If you have any technical difficulties, please let us know so we can help you.
Bobbie and Maggie
Desi (over the rainbow bridge 7/21)
Utah, Nov 2018
ECIR Group Primary Response
I am adding additional information because I cannot find a documented link to the injections my horse received and laminitis. Currently working on case history. In a nutshell, my IR gelding sustained a serious injury to his left hind. I did later find video of him rolling in his run, banging his leg against the steel bars of the run. He would not walk. Vet checked for laminitis but all radiographs normal and no pulses or heat. At this point clearly just a bad hind end injury. Called different vets for chiro and they did a lameness exam, concluded that he had injured his proximal suspensory ligament. They injected with Renovo and since he was sedated decided to inject left front pastern with Arthramid since his ring bone had gotten much worse so thought Arthramid would last longer than IRAP. This injection was radiographically guided. The next day he seemed comfortable but the following day he was very uncomfortable in both front but mainly left front. Not a true joint flare but pretty sore. Attending vets returned to check and finally do chiro a week later. Still very lame in front but almost normal in left hind. They felt he was just stiff since he has high and low ringbone both front. They also felt he was just sore from the injection and perhaps the farrier had trimmed him too short ( he was fine for a week until the injection). They told me to tack walk him. He felt very bad in front but ok behind. Next day even worse so I did not ride him. They wanted to come back and block him but I was not ok with that. Finally called my regular vet after 4 days of declining movement. He immediately diagnosed laminitis and slight rotation in left front. His insulin came back at 8 times the normal value and he came back Cushing’s positive. I test yearly for Cushing’s, insulin and cbc and he was normal last Feb. I will add all this to my case history but has anyone experienced laminitis after an Arthramid injection? I was assured it is safe for both IR and Cushing’s horses. What about Renova? Or were there just too many things that happened to push him over the edge into a laminitic event. This really is a brief synopsis, believe it or not, of what happened to him in a 10 day span. The day before he was happy, energetic, felt wonderful. He is on the mend now and is walking normally in softride boots and even looks good without them for the short stroll down the barn aisle. Any experiences with Arthramid or Renovo and laminitis would be appreciated.
Renovo has been discussed here:
Arthramid as well:
Neither would be prone to induce laminitis. Seeing all of the info in a case history is going to really help with parsing out the particulars here.
It is more likely that there was a "perfect storm" of underlying factors that coincided with the timing of the injections.
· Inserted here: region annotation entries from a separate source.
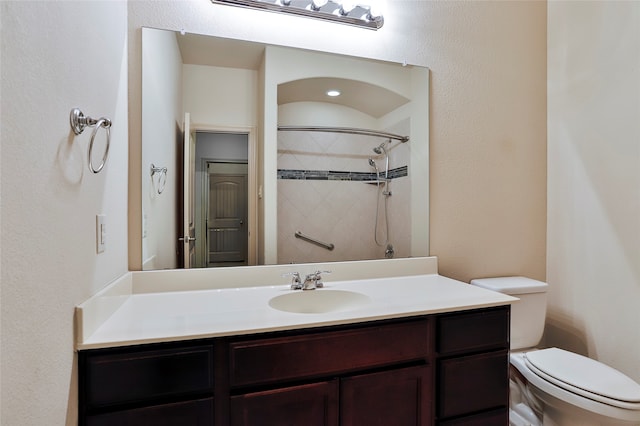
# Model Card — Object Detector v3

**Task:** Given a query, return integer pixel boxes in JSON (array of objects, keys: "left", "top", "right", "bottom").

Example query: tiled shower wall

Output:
[{"left": 278, "top": 131, "right": 411, "bottom": 263}]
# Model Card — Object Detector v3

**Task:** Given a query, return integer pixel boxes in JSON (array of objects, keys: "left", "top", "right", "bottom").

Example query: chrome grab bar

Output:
[{"left": 295, "top": 231, "right": 336, "bottom": 251}]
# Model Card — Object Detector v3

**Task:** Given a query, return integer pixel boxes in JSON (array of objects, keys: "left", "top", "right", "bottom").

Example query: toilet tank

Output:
[{"left": 471, "top": 277, "right": 548, "bottom": 350}]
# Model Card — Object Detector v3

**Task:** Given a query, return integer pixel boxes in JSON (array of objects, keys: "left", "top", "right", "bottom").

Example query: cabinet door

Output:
[
  {"left": 230, "top": 380, "right": 338, "bottom": 426},
  {"left": 438, "top": 350, "right": 509, "bottom": 419},
  {"left": 340, "top": 366, "right": 432, "bottom": 426}
]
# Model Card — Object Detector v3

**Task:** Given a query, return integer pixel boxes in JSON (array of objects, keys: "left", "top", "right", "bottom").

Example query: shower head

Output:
[
  {"left": 373, "top": 141, "right": 389, "bottom": 154},
  {"left": 369, "top": 158, "right": 379, "bottom": 173}
]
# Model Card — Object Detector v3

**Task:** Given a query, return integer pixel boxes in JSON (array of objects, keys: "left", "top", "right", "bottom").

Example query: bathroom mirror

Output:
[{"left": 141, "top": 28, "right": 429, "bottom": 270}]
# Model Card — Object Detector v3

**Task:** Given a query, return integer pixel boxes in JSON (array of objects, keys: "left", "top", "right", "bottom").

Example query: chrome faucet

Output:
[{"left": 282, "top": 271, "right": 331, "bottom": 290}]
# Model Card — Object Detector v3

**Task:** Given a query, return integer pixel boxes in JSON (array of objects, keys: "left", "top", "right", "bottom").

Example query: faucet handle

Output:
[
  {"left": 313, "top": 271, "right": 331, "bottom": 288},
  {"left": 282, "top": 272, "right": 302, "bottom": 290}
]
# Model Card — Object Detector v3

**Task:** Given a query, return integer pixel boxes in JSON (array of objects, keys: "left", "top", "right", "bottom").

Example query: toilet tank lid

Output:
[{"left": 471, "top": 277, "right": 548, "bottom": 295}]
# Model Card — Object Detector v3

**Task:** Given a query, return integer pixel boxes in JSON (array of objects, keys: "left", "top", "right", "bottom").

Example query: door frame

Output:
[{"left": 191, "top": 123, "right": 258, "bottom": 266}]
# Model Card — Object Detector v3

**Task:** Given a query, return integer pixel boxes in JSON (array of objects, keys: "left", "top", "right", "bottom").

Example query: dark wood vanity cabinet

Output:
[
  {"left": 79, "top": 306, "right": 509, "bottom": 426},
  {"left": 435, "top": 307, "right": 510, "bottom": 426}
]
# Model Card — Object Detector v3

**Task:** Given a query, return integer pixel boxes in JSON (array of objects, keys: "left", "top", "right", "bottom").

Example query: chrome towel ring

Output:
[
  {"left": 69, "top": 108, "right": 111, "bottom": 173},
  {"left": 151, "top": 163, "right": 167, "bottom": 195}
]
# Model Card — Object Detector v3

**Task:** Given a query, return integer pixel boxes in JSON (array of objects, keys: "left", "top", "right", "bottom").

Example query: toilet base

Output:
[{"left": 529, "top": 386, "right": 640, "bottom": 426}]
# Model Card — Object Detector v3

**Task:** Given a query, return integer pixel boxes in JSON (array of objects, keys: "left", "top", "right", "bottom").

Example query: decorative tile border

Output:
[{"left": 278, "top": 166, "right": 409, "bottom": 182}]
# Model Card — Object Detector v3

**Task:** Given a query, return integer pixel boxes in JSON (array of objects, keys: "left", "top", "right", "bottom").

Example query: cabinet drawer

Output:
[
  {"left": 438, "top": 408, "right": 509, "bottom": 426},
  {"left": 230, "top": 380, "right": 338, "bottom": 426},
  {"left": 340, "top": 365, "right": 432, "bottom": 426},
  {"left": 80, "top": 346, "right": 213, "bottom": 409},
  {"left": 85, "top": 398, "right": 213, "bottom": 426},
  {"left": 437, "top": 350, "right": 509, "bottom": 419},
  {"left": 229, "top": 319, "right": 430, "bottom": 386},
  {"left": 436, "top": 306, "right": 509, "bottom": 355}
]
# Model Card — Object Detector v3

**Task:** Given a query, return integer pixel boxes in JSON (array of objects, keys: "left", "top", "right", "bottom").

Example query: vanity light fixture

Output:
[{"left": 211, "top": 0, "right": 384, "bottom": 30}]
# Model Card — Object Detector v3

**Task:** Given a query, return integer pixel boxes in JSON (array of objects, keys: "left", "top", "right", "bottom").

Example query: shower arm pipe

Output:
[{"left": 278, "top": 126, "right": 409, "bottom": 143}]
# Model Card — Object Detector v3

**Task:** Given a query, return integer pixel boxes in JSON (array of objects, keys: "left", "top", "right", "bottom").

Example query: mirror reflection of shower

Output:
[
  {"left": 278, "top": 121, "right": 411, "bottom": 263},
  {"left": 369, "top": 139, "right": 395, "bottom": 259}
]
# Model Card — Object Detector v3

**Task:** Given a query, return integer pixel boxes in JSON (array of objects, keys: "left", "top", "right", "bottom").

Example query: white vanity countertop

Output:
[{"left": 76, "top": 274, "right": 518, "bottom": 350}]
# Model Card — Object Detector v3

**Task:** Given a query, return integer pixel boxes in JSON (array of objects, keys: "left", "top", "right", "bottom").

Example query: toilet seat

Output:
[{"left": 524, "top": 348, "right": 640, "bottom": 410}]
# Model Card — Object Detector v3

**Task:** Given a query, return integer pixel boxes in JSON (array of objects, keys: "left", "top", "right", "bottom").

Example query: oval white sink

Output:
[{"left": 269, "top": 289, "right": 371, "bottom": 314}]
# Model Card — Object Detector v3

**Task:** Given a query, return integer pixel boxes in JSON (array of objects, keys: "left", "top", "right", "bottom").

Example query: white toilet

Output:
[{"left": 471, "top": 277, "right": 640, "bottom": 426}]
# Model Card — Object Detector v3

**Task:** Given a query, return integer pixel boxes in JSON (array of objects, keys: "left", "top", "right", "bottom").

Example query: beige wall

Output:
[
  {"left": 0, "top": 0, "right": 546, "bottom": 425},
  {"left": 0, "top": 1, "right": 128, "bottom": 426},
  {"left": 547, "top": 2, "right": 640, "bottom": 382},
  {"left": 424, "top": 2, "right": 546, "bottom": 281}
]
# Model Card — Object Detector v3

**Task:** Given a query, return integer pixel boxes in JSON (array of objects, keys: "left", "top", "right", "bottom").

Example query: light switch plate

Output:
[{"left": 96, "top": 214, "right": 107, "bottom": 253}]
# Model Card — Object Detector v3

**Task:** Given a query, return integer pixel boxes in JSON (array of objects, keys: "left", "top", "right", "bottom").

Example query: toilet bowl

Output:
[
  {"left": 471, "top": 277, "right": 640, "bottom": 426},
  {"left": 509, "top": 348, "right": 640, "bottom": 426}
]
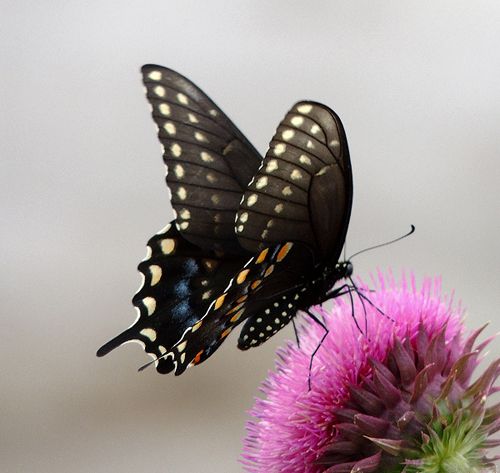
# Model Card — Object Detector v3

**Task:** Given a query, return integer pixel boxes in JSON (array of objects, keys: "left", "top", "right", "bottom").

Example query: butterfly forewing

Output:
[
  {"left": 97, "top": 65, "right": 352, "bottom": 374},
  {"left": 235, "top": 102, "right": 352, "bottom": 259},
  {"left": 142, "top": 65, "right": 261, "bottom": 253}
]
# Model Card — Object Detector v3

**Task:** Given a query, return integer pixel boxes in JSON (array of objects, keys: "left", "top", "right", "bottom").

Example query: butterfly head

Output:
[{"left": 335, "top": 260, "right": 353, "bottom": 279}]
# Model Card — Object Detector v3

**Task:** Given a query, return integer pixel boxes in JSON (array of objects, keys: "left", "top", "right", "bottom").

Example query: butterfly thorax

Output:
[{"left": 301, "top": 261, "right": 353, "bottom": 308}]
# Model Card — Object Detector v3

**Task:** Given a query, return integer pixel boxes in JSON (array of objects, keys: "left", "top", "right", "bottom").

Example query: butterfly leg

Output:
[
  {"left": 305, "top": 309, "right": 330, "bottom": 391},
  {"left": 323, "top": 284, "right": 363, "bottom": 333},
  {"left": 349, "top": 277, "right": 395, "bottom": 322},
  {"left": 292, "top": 319, "right": 300, "bottom": 348}
]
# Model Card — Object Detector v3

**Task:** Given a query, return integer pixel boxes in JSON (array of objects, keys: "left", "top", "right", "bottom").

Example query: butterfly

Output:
[{"left": 97, "top": 65, "right": 353, "bottom": 375}]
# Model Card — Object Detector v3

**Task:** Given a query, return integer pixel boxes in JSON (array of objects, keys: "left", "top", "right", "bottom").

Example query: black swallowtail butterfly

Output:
[{"left": 97, "top": 65, "right": 352, "bottom": 375}]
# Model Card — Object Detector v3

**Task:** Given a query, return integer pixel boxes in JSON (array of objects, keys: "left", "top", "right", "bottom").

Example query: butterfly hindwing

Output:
[
  {"left": 98, "top": 222, "right": 246, "bottom": 373},
  {"left": 164, "top": 242, "right": 311, "bottom": 374},
  {"left": 142, "top": 65, "right": 262, "bottom": 252},
  {"left": 97, "top": 65, "right": 352, "bottom": 375},
  {"left": 236, "top": 102, "right": 352, "bottom": 259}
]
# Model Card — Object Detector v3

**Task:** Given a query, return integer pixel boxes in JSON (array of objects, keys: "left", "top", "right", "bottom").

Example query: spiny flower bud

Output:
[{"left": 242, "top": 276, "right": 500, "bottom": 473}]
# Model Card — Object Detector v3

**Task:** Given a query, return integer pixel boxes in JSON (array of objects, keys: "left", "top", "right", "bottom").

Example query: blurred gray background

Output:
[{"left": 0, "top": 0, "right": 500, "bottom": 473}]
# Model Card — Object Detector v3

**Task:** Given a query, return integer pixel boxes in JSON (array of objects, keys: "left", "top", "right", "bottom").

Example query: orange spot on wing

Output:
[
  {"left": 227, "top": 303, "right": 243, "bottom": 315},
  {"left": 193, "top": 350, "right": 203, "bottom": 365},
  {"left": 250, "top": 279, "right": 262, "bottom": 290},
  {"left": 191, "top": 320, "right": 203, "bottom": 332},
  {"left": 276, "top": 242, "right": 293, "bottom": 263},
  {"left": 215, "top": 294, "right": 226, "bottom": 309},
  {"left": 255, "top": 248, "right": 269, "bottom": 264},
  {"left": 236, "top": 269, "right": 250, "bottom": 284},
  {"left": 220, "top": 327, "right": 232, "bottom": 338},
  {"left": 264, "top": 264, "right": 274, "bottom": 278}
]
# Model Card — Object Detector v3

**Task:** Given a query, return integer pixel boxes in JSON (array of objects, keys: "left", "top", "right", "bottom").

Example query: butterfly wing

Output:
[
  {"left": 142, "top": 65, "right": 262, "bottom": 253},
  {"left": 236, "top": 102, "right": 352, "bottom": 261},
  {"left": 97, "top": 222, "right": 247, "bottom": 373},
  {"left": 167, "top": 242, "right": 312, "bottom": 375}
]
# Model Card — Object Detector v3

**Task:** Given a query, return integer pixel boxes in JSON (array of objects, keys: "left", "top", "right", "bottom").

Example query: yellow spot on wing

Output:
[
  {"left": 276, "top": 242, "right": 293, "bottom": 263},
  {"left": 230, "top": 309, "right": 245, "bottom": 323}
]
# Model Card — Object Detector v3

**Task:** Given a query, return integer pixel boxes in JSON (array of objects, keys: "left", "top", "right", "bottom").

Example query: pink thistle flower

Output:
[{"left": 242, "top": 274, "right": 500, "bottom": 473}]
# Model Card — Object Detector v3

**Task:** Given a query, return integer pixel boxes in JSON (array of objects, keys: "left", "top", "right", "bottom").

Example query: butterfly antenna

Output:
[{"left": 347, "top": 225, "right": 415, "bottom": 261}]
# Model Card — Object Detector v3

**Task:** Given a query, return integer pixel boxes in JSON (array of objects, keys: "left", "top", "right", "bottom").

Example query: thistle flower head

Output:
[{"left": 242, "top": 275, "right": 500, "bottom": 473}]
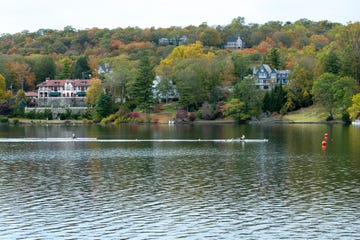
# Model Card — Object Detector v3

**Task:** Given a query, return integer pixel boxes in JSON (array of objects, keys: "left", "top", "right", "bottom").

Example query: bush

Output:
[
  {"left": 176, "top": 110, "right": 188, "bottom": 120},
  {"left": 188, "top": 113, "right": 196, "bottom": 122},
  {"left": 127, "top": 112, "right": 140, "bottom": 119}
]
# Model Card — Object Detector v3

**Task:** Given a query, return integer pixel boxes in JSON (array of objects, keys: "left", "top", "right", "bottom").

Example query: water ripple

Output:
[{"left": 0, "top": 143, "right": 360, "bottom": 239}]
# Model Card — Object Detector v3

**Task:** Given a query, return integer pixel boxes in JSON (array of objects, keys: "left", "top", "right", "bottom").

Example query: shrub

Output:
[{"left": 188, "top": 112, "right": 196, "bottom": 122}]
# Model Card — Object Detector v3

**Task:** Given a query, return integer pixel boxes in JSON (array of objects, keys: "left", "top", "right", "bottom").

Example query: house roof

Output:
[{"left": 36, "top": 79, "right": 91, "bottom": 87}]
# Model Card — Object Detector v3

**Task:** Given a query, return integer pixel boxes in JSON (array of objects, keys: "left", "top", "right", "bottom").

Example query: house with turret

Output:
[{"left": 253, "top": 64, "right": 290, "bottom": 90}]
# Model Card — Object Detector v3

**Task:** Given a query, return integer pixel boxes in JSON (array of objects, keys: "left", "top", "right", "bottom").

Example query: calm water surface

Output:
[{"left": 0, "top": 124, "right": 360, "bottom": 239}]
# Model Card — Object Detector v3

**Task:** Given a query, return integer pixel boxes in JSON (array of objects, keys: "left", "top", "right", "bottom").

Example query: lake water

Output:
[{"left": 0, "top": 124, "right": 360, "bottom": 239}]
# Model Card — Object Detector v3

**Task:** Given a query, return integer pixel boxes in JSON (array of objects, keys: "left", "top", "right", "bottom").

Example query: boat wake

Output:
[{"left": 0, "top": 138, "right": 268, "bottom": 143}]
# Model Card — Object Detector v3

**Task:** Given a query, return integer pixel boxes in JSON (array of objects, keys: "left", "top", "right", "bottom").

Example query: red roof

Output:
[
  {"left": 36, "top": 79, "right": 91, "bottom": 87},
  {"left": 25, "top": 92, "right": 37, "bottom": 97}
]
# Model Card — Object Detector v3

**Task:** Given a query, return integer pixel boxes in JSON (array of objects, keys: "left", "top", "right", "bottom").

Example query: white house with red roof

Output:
[{"left": 36, "top": 78, "right": 91, "bottom": 99}]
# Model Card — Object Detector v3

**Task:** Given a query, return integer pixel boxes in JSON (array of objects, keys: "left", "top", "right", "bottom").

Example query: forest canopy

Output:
[{"left": 0, "top": 17, "right": 360, "bottom": 121}]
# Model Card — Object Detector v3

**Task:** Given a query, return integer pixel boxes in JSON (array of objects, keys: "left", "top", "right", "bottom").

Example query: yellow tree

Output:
[
  {"left": 85, "top": 78, "right": 103, "bottom": 106},
  {"left": 160, "top": 41, "right": 214, "bottom": 66}
]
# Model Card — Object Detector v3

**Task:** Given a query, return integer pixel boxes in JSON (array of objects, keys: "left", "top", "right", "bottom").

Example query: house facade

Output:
[
  {"left": 36, "top": 78, "right": 91, "bottom": 99},
  {"left": 224, "top": 37, "right": 244, "bottom": 49},
  {"left": 253, "top": 64, "right": 290, "bottom": 90}
]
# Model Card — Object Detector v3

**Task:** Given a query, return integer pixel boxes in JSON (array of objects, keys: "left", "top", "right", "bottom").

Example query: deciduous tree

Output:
[{"left": 85, "top": 78, "right": 103, "bottom": 106}]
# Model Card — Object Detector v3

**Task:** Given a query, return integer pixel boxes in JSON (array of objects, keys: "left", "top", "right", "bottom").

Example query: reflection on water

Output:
[{"left": 0, "top": 125, "right": 360, "bottom": 239}]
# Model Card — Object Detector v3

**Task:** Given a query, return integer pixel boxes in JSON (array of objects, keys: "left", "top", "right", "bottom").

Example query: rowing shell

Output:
[{"left": 0, "top": 138, "right": 269, "bottom": 143}]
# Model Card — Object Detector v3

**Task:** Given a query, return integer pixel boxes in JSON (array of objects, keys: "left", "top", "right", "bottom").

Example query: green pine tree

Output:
[{"left": 130, "top": 52, "right": 155, "bottom": 113}]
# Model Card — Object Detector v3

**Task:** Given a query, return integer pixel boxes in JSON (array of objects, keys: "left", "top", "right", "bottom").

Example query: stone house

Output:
[{"left": 224, "top": 37, "right": 244, "bottom": 49}]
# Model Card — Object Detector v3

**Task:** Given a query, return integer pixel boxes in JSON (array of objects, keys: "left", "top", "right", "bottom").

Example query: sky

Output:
[{"left": 0, "top": 0, "right": 360, "bottom": 34}]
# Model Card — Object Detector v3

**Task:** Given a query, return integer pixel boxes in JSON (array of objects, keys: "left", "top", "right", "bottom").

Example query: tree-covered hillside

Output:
[{"left": 0, "top": 17, "right": 360, "bottom": 120}]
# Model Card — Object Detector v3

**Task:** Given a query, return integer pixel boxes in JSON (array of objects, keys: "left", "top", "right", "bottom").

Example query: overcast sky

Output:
[{"left": 0, "top": 0, "right": 360, "bottom": 34}]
We need to know the dates of when all of this occurred; what his actual ACTH, insulin and glucose numbers were/are; was he in work and then needed to stop due to the suspensory injury? what is his diet? what were the temps like around the time that all of this happened?
Good to hear he is improving now.
Lavinia, George Too, Calvin (PPID) and Dinky (PPID/IR)
Nappi, George and Dante Over the Bridge
Jan 05, RI
If you know, the sedation used is also good information.
Cass, Sonoma Co., CA 2012
ECIR Group Moderator
Cayuse and Diamond Case History Folder
Cayuse Photos Diamond Photos
This is probably irrelevant assuming you were there for all the exams, but is it possible one of the chiro/vets used treats during the exam?
For multiple years I assumed my horse’s soreness after shoeing was due to the shoeing, but it turned out to be the treat reward given after by the shoer.
It was a small thing but it used to throw everything out of whack for him for several days.